The first filter layer collects solid waste particles before entering the nest filter layer. After the water passes through all the layers, the clean nutrient-rich water is then pumped into the grow beds for plant use. This type of filter usually uses large tanks and is often used for commercial aquaponics.
Chemical filtration converts ammonia into nitrate, which provides nutrients to the plants. In aquaculture, the amount of ammonia, nitrite, and nitrate in the tank is reduced through regular water changes. However, in aquaponics, you can save water since you won’t need to change the water often as your plants feed on the nitrates in the water.
Biofiltration assists in the aeration and nitrification process of your system. An aquaponic biofilter is a place for the beneficial bacteria to colonize. It provides large surface areas, pH, dissolved oxygen levels, and proper temperature.
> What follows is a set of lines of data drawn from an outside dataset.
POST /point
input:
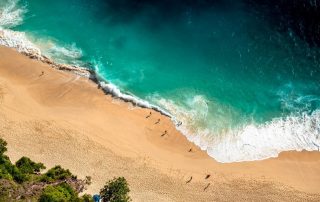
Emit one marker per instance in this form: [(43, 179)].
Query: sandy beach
[(59, 118)]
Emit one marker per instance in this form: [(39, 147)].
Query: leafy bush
[(3, 146), (27, 166), (7, 169), (57, 173), (60, 193), (86, 198), (116, 190)]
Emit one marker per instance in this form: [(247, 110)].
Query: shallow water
[(242, 89)]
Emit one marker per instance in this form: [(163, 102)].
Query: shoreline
[(42, 116)]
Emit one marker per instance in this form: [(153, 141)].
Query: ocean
[(242, 88)]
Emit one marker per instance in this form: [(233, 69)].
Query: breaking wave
[(249, 142)]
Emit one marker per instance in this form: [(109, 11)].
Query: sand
[(60, 118)]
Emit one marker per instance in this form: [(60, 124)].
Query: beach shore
[(60, 118)]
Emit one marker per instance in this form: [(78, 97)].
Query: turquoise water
[(219, 68)]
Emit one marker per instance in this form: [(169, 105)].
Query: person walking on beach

Your whole aquaponics system is a biofilter. However, if you are using the DWC, Vertical, and NFT aquaponics system to grow your plants, you will need a biofilter. In these types of systems, you can't rely on the natural process of bacterial conversion because of a lack of adequate surface area.
A media-based or raft aquaponics system does not usually need a separate biofilter because the raft, growing media (expanded clays, gravel, or lava rock), tank walls, and other surface areas provide enough area for the beneficial bacteria to colonize.
Biofilters are quite simple to set up, and they consist of a tank connected to the air pump and some substrates that provide as much as possible a big surface area for the nitrifying bacteria to grow. To learn more about aquaponics biofilter in aquaponics, click here.
Ways to Prevent The Need to Use Water Filters in Aquaponics
If you plan to raise a lot of fish and want to ensure the stability of your system, adding water filters is an excellent investment. But there are ways in which you can eliminate the use of filters in your system; these are:
Avoid overfeeding your fish.
Remove uneaten fish food after feeding.
Avoid using cheap fish food.
Do not overstock your fish tank.
Conclusion: Do Aquaponics Systems Need Water Filter?
A good filtration system can help ensure that your aquaponics system is functioning well and stable. Water filters are unnecessary if your system has low livestock density or enough surface area to promote healthy bacterial growth.
However, if you have too many fish in your tank or plant to raise more fish, it is better to invest in a good quality filtration system to ensure the continued stability of your aquaponics system.